Anxiety disorders, which include panic disorder, obsessive-compulsive disorder (OCD), post-traumatic stress disorder (PTSD), phobias, and generalized anxiety disorder, affect an estimated 13.3 percent of Americans ages 18 to 54 in a given year, or about 19.1 million adults in this age group. Women outnumber men in each illness category except for OCD and social phobia, in which both sexes have an equal likelihood of being affected.
Results from an NIMH-supported survey showed that female risk of developing PTSD following trauma is twice that of males. PTSD is characterized by persistent symptoms of fear that occur after experiencing events such as rape or other criminal assault, war, child abuse, natural disasters, or serious accidents. Nightmares, flashbacks, numbing of emotions, depression and feeling angry, irritable, or distracted and being easily startled are common.
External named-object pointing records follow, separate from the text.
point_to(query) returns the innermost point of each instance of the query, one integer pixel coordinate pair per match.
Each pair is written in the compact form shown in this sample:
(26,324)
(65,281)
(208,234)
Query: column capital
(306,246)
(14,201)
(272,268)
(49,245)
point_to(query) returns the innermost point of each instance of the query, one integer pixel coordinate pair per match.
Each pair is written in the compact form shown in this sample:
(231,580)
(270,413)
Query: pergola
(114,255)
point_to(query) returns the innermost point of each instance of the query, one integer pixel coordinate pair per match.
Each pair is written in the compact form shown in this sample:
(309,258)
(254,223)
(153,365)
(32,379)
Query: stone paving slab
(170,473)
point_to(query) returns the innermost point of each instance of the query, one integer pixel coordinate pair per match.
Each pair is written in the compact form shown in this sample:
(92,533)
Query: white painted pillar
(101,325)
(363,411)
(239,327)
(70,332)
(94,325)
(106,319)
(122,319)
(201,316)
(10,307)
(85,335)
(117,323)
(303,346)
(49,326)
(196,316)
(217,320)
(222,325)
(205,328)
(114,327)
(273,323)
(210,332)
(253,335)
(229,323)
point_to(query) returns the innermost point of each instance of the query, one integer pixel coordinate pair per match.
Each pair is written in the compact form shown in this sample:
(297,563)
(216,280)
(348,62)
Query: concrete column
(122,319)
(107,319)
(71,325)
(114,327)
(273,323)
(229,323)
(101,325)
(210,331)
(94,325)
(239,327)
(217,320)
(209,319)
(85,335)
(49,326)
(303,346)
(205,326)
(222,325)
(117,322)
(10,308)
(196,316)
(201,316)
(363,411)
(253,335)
Females also are more likely to develop long-term PTSD than males and have higher rates of co-occurring medical and psychiatric problems than males with the disorder.
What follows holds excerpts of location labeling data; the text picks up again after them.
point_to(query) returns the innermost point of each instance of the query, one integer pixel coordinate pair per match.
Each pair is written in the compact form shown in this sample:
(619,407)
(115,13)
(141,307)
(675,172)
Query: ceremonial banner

Females comprise the vast majority of people with an eating disorder?anorexia nervosa, bulimia nervosa, or binge-eating disorder. In their lifetime, an estimated 0.5 to 3.7 percent of females suffer from anorexia and an estimated 1.1 to 4.2 percent suffer from bulimia. An estimated 2 to 5 percent experience binge-eating disorder in a 6-month period. Eating disorders are not due to a failure of will or behavior; rather, they are real, treatable illnesses. In addition, eating disorders often co-occur with depression, substance abuse, and anxiety disorders, and also cause serious physical health problems. Eating disorders call for a comprehensive treatment plan involving medical care and monitoring, psychotherapy, nutritional counseling, and medication management. Studies are investigating the causes of eating disorders and effectiveness of treatments.
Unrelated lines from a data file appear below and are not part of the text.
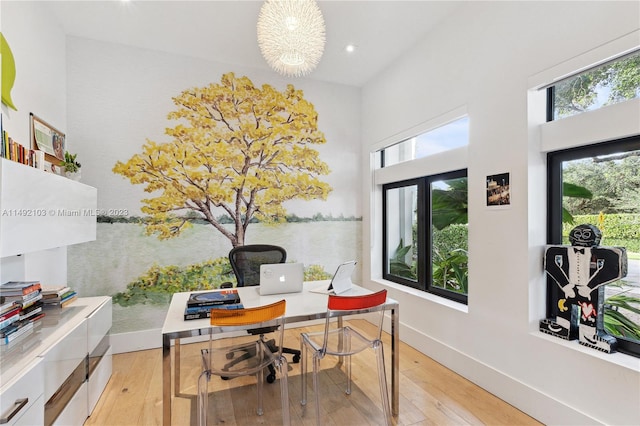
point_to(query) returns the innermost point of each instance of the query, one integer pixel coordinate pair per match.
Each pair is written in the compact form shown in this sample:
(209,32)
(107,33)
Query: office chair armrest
(263,330)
Schizophrenia is the most chronic and disabling of the mental disorders, affecting about 1 percent of women and men worldwide. In the U.S., an estimated 2.2 million adults ages 18 and older, about half of them women, have schizophrenia. The illness typically appears earlier in men, usually in their late teens or early 20s, than in women, who are generally affected in their 20s or early 30s. In addition, women may have more depressive symptoms, paranoia, and auditory hallucinations than men and tend to respond better to typical antipsychotic medications. A significant proportion of women with schizophrenia experience increased symptoms during pregnancy and postpartum.
The main risk factor for developing Alzheimer’s disease (AD), a dementing brain disorder that leads to the loss of mental and physical functioning and eventually to death, is increased age. Studies have shown that while the number of new cases of AD is similar in older adult women and men, the total number of existing cases is somewhat higher among women. Possible explanations include that AD may progress more slowly in women than in men; that women with AD may survive longer than men with AD; and that men, in general, do not live as long as women and die of other causes before AD has a chance to develop. Research is being conducted to find ways to prevent the onset of AD and to slow its progression.
Caregivers of a person with AD are usually family members. Often wives and daughters. The chronic stress often associated with the care-giving role can contribute to mental health problems; indeed, caregivers are much more likely to suffer from depression than the average person is. Since women in general are at greater risk for depression than men are, female caregivers of people with AD may be particularly vulnerable to depression.